I don't think he look un-coordinated at all. I'm very surprised at the conditioning of his body. This guy is huge and very athletic looking. 

Not only that, but he was knocking down 3-pointers.

And everyone seems to be on this injury kick thing for him, but someone who actually knows about this guy overseas has said the injury was minor and he has never had repeated problems.

So why was Yao rated so much higher than this guy?


----------



## Tapseer (Jun 13, 2002)

The guy is still young. If he is uncoordinated now, it won't be long before he gets his act together. Now I really want to rant on the Knicks now. Only the Knicks could pull this off. They don't win enough games to get in the playoffs this year, but didn't lose enough to be a player in the LEBRON JAMES Sweepstakes. On top of that, if Pavel continues to shine in these workouts, the Knicks would have lost a shot at getting him also, no way this guy falls to the ninth pick in the draft. I'm not settling for Kaman either! Knick Fans Holla and Holla Loud!


----------



## rainman (Jul 15, 2002)

> Originally posted by <b>Tom</b>!
> like i've said before even i can win a best of Seven competition if i'm not playing against anyone. These workouts against no competition crack me up. He may be great...but jumping up so high off of something like this is a high stakes leap of faith that i can't believe so many teams still fall into.


i agree,some of these guys look great in workouts and are lost in the game,you cant judge how they adjust to the speed,on the other hand some teams after the top 3 may think what the heck if you cant gamble on a 7-4 guy who can you gamble on.the only thing that would worry me,like in any bigman,is the injury bug.i would want to make sure he was healthy,he may be the next ilgauskus or ming for all we know,i bet there is a pretty frantic search by nba gm's to get more info on this guy.


----------



## JNice (Jul 13, 2002)

Some quotes from Insider --

"Holy sh--!" one NBA GM told Insider. "He's amazing."

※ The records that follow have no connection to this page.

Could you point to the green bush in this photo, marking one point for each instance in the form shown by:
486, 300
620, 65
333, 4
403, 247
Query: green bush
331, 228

"I don't believe what I just saw," another GM told Insider. "That's the most potent combination of size, strength and agility I've seen since Shaq."

"What does Yao Ming do that he doesn't?" another GM said. "Yao's feel for the game at this point is much better, but from a physical standpoint, he's more explosive."

"He'll go anywhere from four to seven," one GM said.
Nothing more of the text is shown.